Entwicklung Mitarbeiter / Quelle: Webseite Getrag
Die Gewerkschaften zeigten sich damals bereits mehr als empört, da ihrer Ansicht nach die Schließungs- und Entlassungspläne klar gegen den laufenden Tarifvertrag, der erst im Jahr 2011 ausläuft, verstießen. Die Gewerkschaft IG Metall verkündete, dass das Management den Fortbestand des gesamten Unternehmens gefährde. Nach dem Wegfall eines Großauftrags durch den US-Autobauer Chrysler im vergangenen Jahr, ist die Produktion von Getrieben um 700.000 Einheiten zurück gefahren worden. Der Umsatz soll sich dadurch um nochmals 25 Prozent verringern. Das Management setzte die regionale Gewerkschaftsführung durch die Drohung von weiteren Arbeitsplatzverlagerungen ins Ausland weiter unter Druck, um sich bei dem geplanten Stellenabbau mehr Spielraum zu verschaffen.
Am 12. März platzte dann schließlich die Bombe, als die Getrag-Geschäftsleitung bekannt gab, in Deutschland weitere 700 Stellen abzubauen in den kommenden zwei Jahren – nun ist es raus: Ludwigsburg wird geschlossen und allein 600 Mitarbeiter in der ohnehin stark gebeutelten Region Baden-Württemberg werden demnächst ihre Entlassungsschreiben erhalten. Damit setzt sich eine Entwicklung in der stark durch den Automobil- und Maschinenbau geprägten Region fort, der unter den Verantwortlichen der Landesregierung mittlerweile Angst und Schrecken hervorrufen sollte, da immer mehr – insbesondere mittelständisch geprägte – Betriebe aufgeben müssen oder horrend Kosten einsparen. Auch in den Steuereinnahmen des Bundeslands schlägt sich diese Entwicklung mit aller Härte nieder. Nicht nur, dass Getrag vor etwas über einem Jahr eine Kreditbürgschaft seitens der Stuttgarter Landesregierung erhalten hatte – mit 20 Millionen Euro die höchste, die Baden-Württemberg jemals zusicherte in der Geschichte. Das Management gab bekannt, dass die Schließung des Werks unmittelbar mit der sich kaum erholenden Nachfrage in Verbindung stehe. Die Gewerkschaft kündigte harten Widerstand an gegen die Schließungs- und Entlassungspläne. Dabei muss sie jedoch vorsichtig vorgehen, denn wenn sie in ihren Forderungen zu weit geht, könnte es durchaus sein, dass ebenfalls die anderen deutschen Standorte in den Fokus eines Stellenabbaus geraten, zu denen insbesondere Untergruppenbach bei Heilbronn, Bad Windsheim und Neuenstein gehören. Wie war das mit dem deutschen Aufschwung? Ein Emporsteigen aus der Rezession wie Phoenix aus der Asche stellen sich die meisten Beobachter sicherlich vollkommen anders vor.
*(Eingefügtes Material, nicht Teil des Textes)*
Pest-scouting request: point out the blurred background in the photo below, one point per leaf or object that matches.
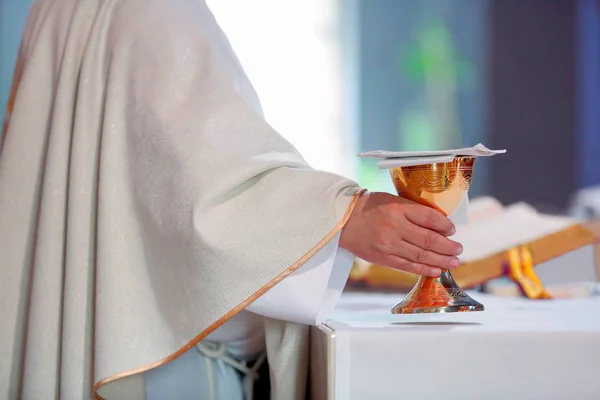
(337, 77)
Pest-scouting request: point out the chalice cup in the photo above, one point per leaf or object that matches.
(442, 186)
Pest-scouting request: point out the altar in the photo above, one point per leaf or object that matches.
(515, 349)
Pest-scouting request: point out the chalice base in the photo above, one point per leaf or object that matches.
(436, 295)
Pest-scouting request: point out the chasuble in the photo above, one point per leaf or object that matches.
(146, 205)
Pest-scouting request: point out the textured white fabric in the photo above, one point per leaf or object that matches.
(516, 349)
(143, 198)
(310, 294)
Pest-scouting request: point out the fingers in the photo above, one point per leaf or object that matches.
(403, 264)
(428, 239)
(420, 255)
(429, 218)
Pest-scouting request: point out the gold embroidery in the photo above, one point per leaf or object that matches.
(520, 270)
(237, 309)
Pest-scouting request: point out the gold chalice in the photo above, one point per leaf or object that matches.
(442, 186)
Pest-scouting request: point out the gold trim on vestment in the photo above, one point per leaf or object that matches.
(237, 309)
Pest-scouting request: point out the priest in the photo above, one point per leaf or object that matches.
(158, 239)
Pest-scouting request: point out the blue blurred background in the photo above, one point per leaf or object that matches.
(341, 76)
Topics: Deutschland | 1 Comment »



März 15th, 2010 at 16:11
Ach, ist doch alles kein Problem… die Börsen explodieren… 6000 bald geknackt, die “geleerten” sagen immer, dass die Börsen 6 Monate Vorlauf haben… d.H. in 6 Monaten haben wir Vollbeschäftigung, die Gewinnen der Unternehmen explodieren, demzufolge die Steuereinnahmen… die liebe “Mutti” kann dann à la DDR alles grosszügig unter den ärmsten verteilen, der liebe Guido kriegt endlich seine Steuersenkung, der liebe Wolfi kann dann endlich alle PIICS retten… also alles in bester Ordnung!
“Ist natürlich ein Witz”! Solche Nachrichten werden nun bald täglich folgen! Armes Deutschland!